In both of the examples you provided, an intrinsic monitor is used. The second example, however, uses the intrinsic lock of the set
field. Take care when using this practice: if you publish a reference to set
, code outside your class could synchronize on its monitor, which could lead to dead lock.
I think the distinction you're getting at is synchronized
versus using the java.util.concurrent.Lock
API. Most of what you get is added flexibility (from the Lock docs):
The use of synchronized methods or statements provides access to the implicit monitor lock associated with every object, but forces all lock acquisition and release to occur in a block-structured way: when multiple locks are acquired they must be released in the opposite order, and all locks must be released in the same lexical scope in which they were acquired.

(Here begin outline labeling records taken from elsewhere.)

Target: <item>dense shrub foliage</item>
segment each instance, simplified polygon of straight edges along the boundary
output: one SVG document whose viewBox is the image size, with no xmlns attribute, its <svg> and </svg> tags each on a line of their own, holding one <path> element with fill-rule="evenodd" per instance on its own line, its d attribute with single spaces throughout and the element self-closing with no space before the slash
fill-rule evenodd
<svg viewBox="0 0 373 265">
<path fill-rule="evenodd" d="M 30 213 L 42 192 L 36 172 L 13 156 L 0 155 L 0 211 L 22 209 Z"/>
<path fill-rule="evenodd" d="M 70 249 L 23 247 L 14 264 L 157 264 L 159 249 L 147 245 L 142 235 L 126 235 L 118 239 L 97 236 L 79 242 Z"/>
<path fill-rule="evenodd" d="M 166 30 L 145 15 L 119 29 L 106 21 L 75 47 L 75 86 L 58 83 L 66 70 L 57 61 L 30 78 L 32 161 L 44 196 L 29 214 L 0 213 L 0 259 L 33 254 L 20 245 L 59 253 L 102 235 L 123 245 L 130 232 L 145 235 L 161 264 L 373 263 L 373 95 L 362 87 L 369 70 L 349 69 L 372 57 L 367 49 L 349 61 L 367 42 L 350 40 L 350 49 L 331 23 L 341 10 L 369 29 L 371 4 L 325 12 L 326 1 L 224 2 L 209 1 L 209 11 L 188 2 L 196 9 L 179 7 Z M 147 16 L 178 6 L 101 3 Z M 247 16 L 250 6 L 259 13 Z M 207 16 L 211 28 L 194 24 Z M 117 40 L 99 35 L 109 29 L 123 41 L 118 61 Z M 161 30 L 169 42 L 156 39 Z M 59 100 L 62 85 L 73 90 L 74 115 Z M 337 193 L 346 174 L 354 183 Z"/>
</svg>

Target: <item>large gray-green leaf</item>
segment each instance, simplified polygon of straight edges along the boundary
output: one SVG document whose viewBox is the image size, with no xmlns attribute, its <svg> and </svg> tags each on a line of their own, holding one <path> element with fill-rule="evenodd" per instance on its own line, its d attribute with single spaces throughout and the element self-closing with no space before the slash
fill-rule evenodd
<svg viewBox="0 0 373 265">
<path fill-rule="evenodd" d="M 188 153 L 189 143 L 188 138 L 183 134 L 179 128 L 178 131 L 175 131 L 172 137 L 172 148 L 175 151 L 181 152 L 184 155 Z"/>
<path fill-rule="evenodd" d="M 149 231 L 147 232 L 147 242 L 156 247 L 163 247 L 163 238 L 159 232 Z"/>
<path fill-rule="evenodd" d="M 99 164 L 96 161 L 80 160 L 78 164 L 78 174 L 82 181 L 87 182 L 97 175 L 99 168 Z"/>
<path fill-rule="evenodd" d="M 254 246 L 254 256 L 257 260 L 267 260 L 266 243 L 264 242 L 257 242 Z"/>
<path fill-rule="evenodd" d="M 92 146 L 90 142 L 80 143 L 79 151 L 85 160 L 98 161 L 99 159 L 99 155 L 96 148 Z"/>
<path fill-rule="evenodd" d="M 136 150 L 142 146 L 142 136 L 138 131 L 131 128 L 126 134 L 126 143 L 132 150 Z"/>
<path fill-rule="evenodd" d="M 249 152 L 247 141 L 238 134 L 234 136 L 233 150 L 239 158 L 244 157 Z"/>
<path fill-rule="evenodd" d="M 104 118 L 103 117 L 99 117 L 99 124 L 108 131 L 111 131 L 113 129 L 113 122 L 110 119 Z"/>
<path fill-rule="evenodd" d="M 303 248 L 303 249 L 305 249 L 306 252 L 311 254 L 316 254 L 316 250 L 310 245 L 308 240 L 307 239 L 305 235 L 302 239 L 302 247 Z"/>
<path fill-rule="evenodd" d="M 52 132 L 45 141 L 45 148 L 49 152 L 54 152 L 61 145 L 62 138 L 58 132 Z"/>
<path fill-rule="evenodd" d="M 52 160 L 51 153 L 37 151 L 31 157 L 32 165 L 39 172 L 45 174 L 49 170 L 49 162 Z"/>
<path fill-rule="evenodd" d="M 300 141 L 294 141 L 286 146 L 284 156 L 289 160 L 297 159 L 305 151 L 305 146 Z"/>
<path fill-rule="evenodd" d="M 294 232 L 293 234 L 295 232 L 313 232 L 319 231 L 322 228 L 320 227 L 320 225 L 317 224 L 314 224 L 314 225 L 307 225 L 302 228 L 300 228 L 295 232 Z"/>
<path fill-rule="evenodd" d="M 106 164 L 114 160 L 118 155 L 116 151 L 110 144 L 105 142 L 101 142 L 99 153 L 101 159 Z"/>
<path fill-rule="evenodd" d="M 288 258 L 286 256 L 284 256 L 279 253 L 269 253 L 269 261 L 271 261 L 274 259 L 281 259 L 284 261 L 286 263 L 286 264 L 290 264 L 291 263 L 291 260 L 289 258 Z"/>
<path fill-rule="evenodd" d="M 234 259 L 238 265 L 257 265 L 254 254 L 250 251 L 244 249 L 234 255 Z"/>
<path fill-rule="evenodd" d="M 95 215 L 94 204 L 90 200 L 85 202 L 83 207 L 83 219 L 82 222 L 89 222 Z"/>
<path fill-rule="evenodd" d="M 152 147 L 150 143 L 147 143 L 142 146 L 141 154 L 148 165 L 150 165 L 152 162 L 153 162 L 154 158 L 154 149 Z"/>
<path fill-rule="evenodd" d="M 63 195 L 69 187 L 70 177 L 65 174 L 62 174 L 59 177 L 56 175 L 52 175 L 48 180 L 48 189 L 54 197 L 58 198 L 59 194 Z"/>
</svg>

While the scoping mechanism for synchronized methods and statements makes it much easier to program with monitor locks, and helps avoid many common programming errors involving locks, there are occasions where you need to work with locks in a more flexible way. For example, some algorithms for traversing concurrently accessed data structures require the use of "hand-over-hand" or "chain locking": you acquire the lock of node A, then node B, then release A and acquire C, then release B and acquire D and so on. Implementations of the Lock interface enable the use of such techniques by allowing a lock to be acquired and released in different scopes, and allowing multiple locks to be acquired and released in any order.
There are also two method calls which give you more ways to acquire a lock with the Lock API:
lockInterruptibly
: acquire the lock unless the thread is interrupted.
tryLock
: acquire the lock only if it is free at the time of invocation (optional timeout).
The canonical reference for concurrency in Java is 'Java Concurrency in Practice'.